Ferner übernahm die Antragstellerin die von T gegenüber der Stadt eingegangenen Verpflichtungen hinsichtlich der fristgerechten Fertigstellung des Gebäudes entsprechend dem Ergebnis des Architektenwettbewerbes sowie der Schaffung von 480 Dauerarbeitsplätzen.
"Auf Bitten" der T unterbreitete die B-GmbH der Antragstellerin mit Schreiben vom 22.Dezember 1989 das Angebot, anstelle der T in den Generalunternehmervertrag hinsichtlich der Errichtung des Gebäudekomplexes unter gleichzeitiger Entlassung der T aus diesem Vertrage einzutreten. Die Antragstellerin sowie T nahmen dieses Angebot am 25.Januar 1990 an.
Der Antragsgegner und Beschwerdeführer (das Finanzamt --FA--) setzte unter Vorbehalt der Nachprüfung durch Bescheid vom 28.Februar 1990 zunächst Grunderwerbsteuer nach einer Gegenleistung von X DM fest. Später vertrat es die Auffassung, der Grundstückskaufvertrag sowie der Werkvertrag über die Errichtung des Gebäudes seien als einheitliches Vertragswerk, gerichtet auf ein bebautes Grundstück, anzusehen. Es setzte durch Änderungsbescheid vom 22.Juni 1990 Grunderwerbsteuer in entsprechender Höhe gegen die Antragstellerin fest. Als Bemessungsgrundlage sah das FA den Kaufpreis für den Grund und Boden (24 652 545,95 DM) sowie die übernommenen Verbindlichkeiten aus dem Werkvertrag über die Errichtung des Gebäudes an.
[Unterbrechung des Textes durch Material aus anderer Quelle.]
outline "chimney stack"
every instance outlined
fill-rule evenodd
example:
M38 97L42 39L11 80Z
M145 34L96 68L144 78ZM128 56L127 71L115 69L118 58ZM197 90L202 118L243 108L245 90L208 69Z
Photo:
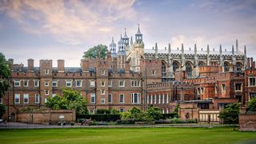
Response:
M63 59L58 59L58 72L64 72L65 61Z
M27 70L30 72L34 71L34 59L32 58L27 60Z

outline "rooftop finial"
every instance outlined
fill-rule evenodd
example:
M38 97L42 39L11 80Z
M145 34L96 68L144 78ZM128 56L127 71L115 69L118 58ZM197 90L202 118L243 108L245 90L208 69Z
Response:
M238 39L236 39L235 40L235 51L236 52L238 52Z

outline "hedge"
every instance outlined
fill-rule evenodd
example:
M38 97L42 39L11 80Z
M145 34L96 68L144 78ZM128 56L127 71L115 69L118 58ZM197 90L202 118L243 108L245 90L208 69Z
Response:
M116 122L121 119L120 114L86 114L86 115L77 115L77 120L79 119L91 119L97 122Z

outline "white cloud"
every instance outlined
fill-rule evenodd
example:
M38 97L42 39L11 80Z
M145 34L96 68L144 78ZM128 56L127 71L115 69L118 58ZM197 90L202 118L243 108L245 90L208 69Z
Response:
M23 30L50 34L58 42L78 45L113 31L118 20L133 21L134 0L2 1L0 12L19 22Z

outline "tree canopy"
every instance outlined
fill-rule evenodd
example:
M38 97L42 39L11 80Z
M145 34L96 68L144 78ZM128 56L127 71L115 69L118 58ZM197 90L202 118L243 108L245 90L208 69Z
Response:
M90 48L87 51L84 52L82 58L106 58L107 52L107 46L105 45L98 45Z
M250 111L256 111L256 97L250 98L248 104L248 109Z
M82 99L81 93L70 88L62 89L63 95L48 98L46 106L54 110L75 109L77 114L87 114L86 101Z
M5 55L0 53L0 98L8 90L8 78L10 75L10 63L6 61Z
M221 111L218 117L224 119L226 122L233 123L234 130L235 123L238 121L239 109L239 103L229 104L222 111Z

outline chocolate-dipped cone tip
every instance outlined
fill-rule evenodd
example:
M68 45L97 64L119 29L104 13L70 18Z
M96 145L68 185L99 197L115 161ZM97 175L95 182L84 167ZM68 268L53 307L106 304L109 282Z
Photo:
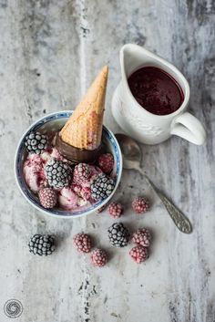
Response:
M61 130L59 135L63 141L90 151L99 146L108 75L108 68L105 66Z

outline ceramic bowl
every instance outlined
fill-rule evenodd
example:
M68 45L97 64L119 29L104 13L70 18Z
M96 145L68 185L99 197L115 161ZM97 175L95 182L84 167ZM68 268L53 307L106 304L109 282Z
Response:
M64 211L58 208L45 209L40 205L37 196L34 192L32 192L27 187L23 174L23 164L26 158L25 138L31 131L39 131L41 133L56 132L63 127L63 125L66 123L66 121L71 115L72 111L63 110L46 115L36 120L23 134L18 143L15 157L15 176L16 183L24 197L37 210L45 213L46 214L49 214L56 218L74 218L78 216L84 216L103 207L113 197L116 190L118 189L122 173L122 155L118 140L115 138L114 134L111 132L111 130L109 130L106 126L103 126L103 142L106 146L106 150L113 154L115 160L115 168L113 173L116 177L116 186L112 193L103 201L97 202L96 203L88 206L79 207L78 209L74 211Z

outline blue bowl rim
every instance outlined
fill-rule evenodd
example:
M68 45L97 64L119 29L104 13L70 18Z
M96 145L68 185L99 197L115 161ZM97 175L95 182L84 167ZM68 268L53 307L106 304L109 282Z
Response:
M77 212L76 212L76 213L73 213L71 212L57 211L56 209L51 209L51 210L45 209L42 206L40 206L39 203L37 203L35 200L33 200L33 198L29 197L28 194L30 194L30 193L29 192L27 193L27 191L28 191L27 189L25 189L26 190L26 192L25 192L25 191L22 187L22 183L20 182L20 178L19 178L18 170L17 170L19 151L23 146L24 139L26 138L26 136L27 135L28 132L33 130L34 128L36 128L35 130L36 130L36 125L42 126L43 124L46 124L47 121L50 121L53 119L68 118L72 113L73 113L73 110L60 110L60 111L56 111L56 112L46 114L46 116L43 116L42 118L36 120L34 123L32 123L27 128L27 130L22 135L22 137L19 140L19 142L17 144L17 148L16 148L15 154L15 162L14 162L15 178L16 184L17 184L21 193L23 194L25 199L27 200L27 202L31 205L33 205L33 207L35 207L36 209L39 210L40 212L42 212L44 213L48 214L50 216L53 216L55 218L67 218L67 218L77 218L77 217L85 216L85 215L87 215L89 213L96 212L97 210L98 210L99 208L104 206L106 203L108 203L108 201L113 197L114 193L116 192L117 189L118 189L118 186L119 182L121 180L121 174L122 174L122 162L123 162L123 161L122 161L122 154L121 154L120 147L118 145L118 142L114 133L108 128L107 128L105 125L103 125L103 131L105 130L105 132L109 136L109 139L110 138L112 139L113 141L111 141L111 144L114 143L114 147L115 147L116 151L118 151L117 152L117 157L118 157L117 171L118 172L118 174L117 176L115 188L114 188L112 193L108 198L106 198L103 201L100 201L100 202L94 203L93 205L87 208L87 210L79 211L79 212L77 211Z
Über den hiergegen gerichteten Einspruch der Antragstellerin hat das FA bislang nicht entschieden. Während des Einspruchsverfahrens hat das FA durch weiteren Änderungsbescheid vom 22.November 1990 die Steuer herabgesetzt, nachdem ihm bekannt wurde, daß sich der Kaufpreis für das Grundstück vermindert hatte und Inventar mitveräußert worden war.
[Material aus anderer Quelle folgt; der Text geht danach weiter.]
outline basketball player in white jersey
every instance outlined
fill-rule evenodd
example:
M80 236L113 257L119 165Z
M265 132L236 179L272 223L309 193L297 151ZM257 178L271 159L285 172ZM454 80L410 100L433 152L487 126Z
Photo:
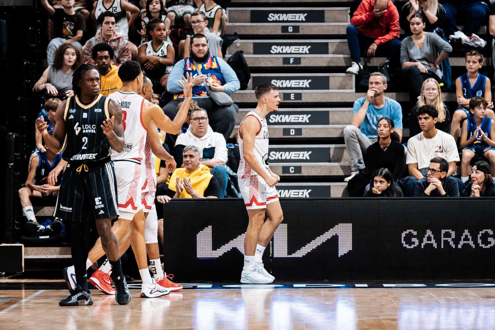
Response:
M263 253L273 233L284 219L275 184L280 177L267 163L268 127L266 115L278 111L280 103L277 87L260 84L254 95L258 105L248 112L239 125L241 162L237 171L239 188L249 216L244 239L244 267L241 282L267 284L275 279L264 269ZM265 211L268 219L265 220Z

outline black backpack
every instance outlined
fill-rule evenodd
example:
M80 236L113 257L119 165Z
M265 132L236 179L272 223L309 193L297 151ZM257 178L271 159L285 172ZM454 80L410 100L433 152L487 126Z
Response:
M241 90L246 89L251 81L251 72L244 55L243 55L244 53L242 51L237 51L227 60L227 64L230 65L237 75L237 78L241 83Z

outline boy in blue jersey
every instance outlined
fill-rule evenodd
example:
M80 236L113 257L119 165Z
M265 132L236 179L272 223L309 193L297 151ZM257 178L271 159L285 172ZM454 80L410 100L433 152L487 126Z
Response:
M21 200L22 211L28 219L26 229L30 232L40 231L45 229L44 226L36 221L30 199L32 197L56 197L58 194L62 178L60 173L54 185L48 183L48 174L58 165L62 159L62 154L55 154L46 146L44 146L44 149L46 150L45 152L37 151L31 155L26 183L24 187L19 189L19 198Z
M469 100L476 97L484 98L488 103L486 107L485 115L495 120L495 113L492 102L490 79L480 73L479 69L483 65L483 55L476 51L466 53L467 72L455 80L455 94L457 96L457 110L452 116L450 134L456 141L460 134L461 122L472 116L469 110Z
M469 111L472 115L462 123L460 147L462 150L461 160L461 179L465 183L469 178L469 163L473 157L483 157L495 165L495 125L491 118L486 116L488 102L482 97L473 98L469 101ZM492 170L492 175L494 170Z

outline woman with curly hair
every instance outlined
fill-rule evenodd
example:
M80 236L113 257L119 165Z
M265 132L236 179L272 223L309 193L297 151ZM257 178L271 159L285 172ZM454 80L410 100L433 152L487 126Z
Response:
M62 44L55 52L53 64L47 68L35 84L33 91L44 92L46 99L65 99L74 96L72 73L82 63L81 51L72 44Z

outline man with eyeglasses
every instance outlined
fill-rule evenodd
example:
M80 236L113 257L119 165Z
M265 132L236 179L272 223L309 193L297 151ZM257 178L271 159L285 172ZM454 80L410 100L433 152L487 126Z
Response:
M458 197L457 181L447 176L448 163L441 157L430 161L426 177L416 183L415 197Z
M208 42L208 49L210 50L210 54L214 56L222 57L222 38L218 35L212 33L206 26L208 26L208 19L206 14L202 11L197 10L191 16L191 25L195 33L201 33L206 37ZM191 45L191 38L188 38L184 40L181 40L179 43L179 56L183 58L189 57L189 46Z
M225 163L227 160L225 138L219 133L213 132L209 124L208 113L200 108L191 112L187 131L177 137L174 148L174 158L179 167L184 167L182 151L186 146L198 147L203 154L201 164L207 166L213 176L218 181L220 198L225 196L228 176Z

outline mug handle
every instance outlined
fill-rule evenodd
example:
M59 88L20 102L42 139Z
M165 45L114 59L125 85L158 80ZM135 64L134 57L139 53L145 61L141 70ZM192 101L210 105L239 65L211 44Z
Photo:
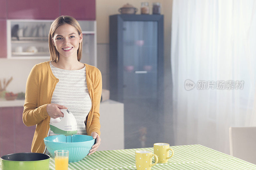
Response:
M166 157L166 159L169 159L169 158L170 158L171 157L173 156L173 154L174 154L174 151L173 151L173 150L172 150L172 149L171 148L169 148L167 149L167 151L168 152L169 151L172 151L172 156L171 156Z
M150 157L151 158L151 163L152 163L152 157L153 157L153 156L155 157L155 160L156 161L156 162L155 162L154 164L149 164L149 166L153 166L156 164L158 162L158 157L157 157L157 156L156 156L156 154L152 154L150 156Z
Einen Antrag der Antragstellerin auf Aussetzung der Vollziehung des Grunderwerbsteuerbescheides hat das FA abgelehnt. Daraufhin hat die Antragstellerin beim Finanzgericht (FG) beantragt, die Vollziehung des Grunderwerbsteuerbescheides vom 22.November 1990 in Höhe von X DM auszusetzen.
Das FG hat dem Aussetzungsbegehren der Antragstellerin entsprochen. Es sei ernstlich zweifelhaft, ob die Aufwendungen der Antragstellerin wegen Eintritts in den von der T abgeschlossenen Werkvertrag zur Gegenleistung zu rechnen seien. Im Streitfall seien nämlich aus bestimmten nicht steuerlichen Gründen lediglich die Person des Bauherrn ausgetauscht worden, ohne daß es dem ausscheidenden Bauherrn darum gegangen sei, dem Eintretenden das fertige Bauwerk zu veräußern.
Hiergegen richtet sich die --vom FG zugelassene-- Beschwerde des FA, der das FG nicht abgeholfen hat. Das FA macht geltend, die Auffassung des FG führe dazu, auf Fälle, in denen der Erwerber an die bereits von der Veräußererseite getroffene Entscheidung über die Bebauung unausweichlich und zwangsläufig gebunden sei, die Grundsätze der Rechtsprechung zum einheitlichen Vertragswerk nicht anzuwenden, obwohl die rechtliche und sachliche Verbindung beider Verträge eindeutiger und offenkundiger zutage trete als in den Normalfällen.
Das FA beantragt, den Beschluß des FG Hamburg vom 3.März 1993 aufzuheben und den Antrag auf Aussetzung der Vollziehung als unbegründet abzuweisen.
Die Antragstellerin beantragt, die Beschwerde zurückzuweisen.
Entscheidungsgründe
II. Die Beschwerde ist unbegründet.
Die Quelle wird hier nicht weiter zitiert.